In the course of drilling an oil or gas well, the trajectory of the main well, or indeed a lateral well may intersect several independent formation pressure zones. Such zones may contain any combination of oil gas or water at different pressures, and as such have to be isolated from each other in order to control which zone is produced or not produced, and to prevent cross mixing between zones.
One method for achieving isolation is to deploy inflatable packers as part of the casing string and to inflate the packers, once they are in place, with cement pumped from the surface via special tooling that can be depth aligned with valves that allow the cement to enter into each independent packer. Although the pumping pressure is monitored at the surface, there are several potential leakage paths between the tool and the actual packer such that neither the volume nor pressure of the cement that enters the packer is known. If the packer is not adequately inflated and containment cannot be achieved, expensive rework or production difficulties may ensue.
Other than monitoring the actual pumping pressure or the volume of cement pumped, there is no attempt to monitor packer pressure during cementing operations.

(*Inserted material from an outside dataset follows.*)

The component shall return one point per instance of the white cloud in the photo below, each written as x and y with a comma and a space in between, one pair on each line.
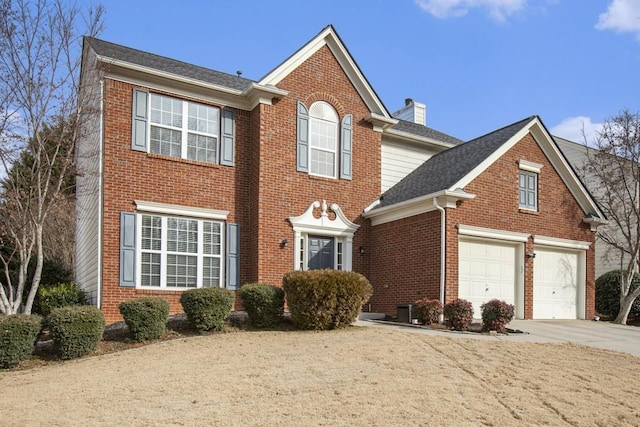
572, 128
622, 16
499, 10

In effect, permanent packers are inflatable systems which are inflated with cement pumped directly from the rig. A cementing tool with pressure or directional control cups is placed adjacent to the packer prior to pumping cement. The cups direct the cement via a check valve into the packer. The pumping pressure recorded at the surface together with the static head is assumed to be the pressure of the cement entering the packer. Improper positioning and leakage can significantly influence the packer pressure, but since there is no current instrumentation, the true value is never known.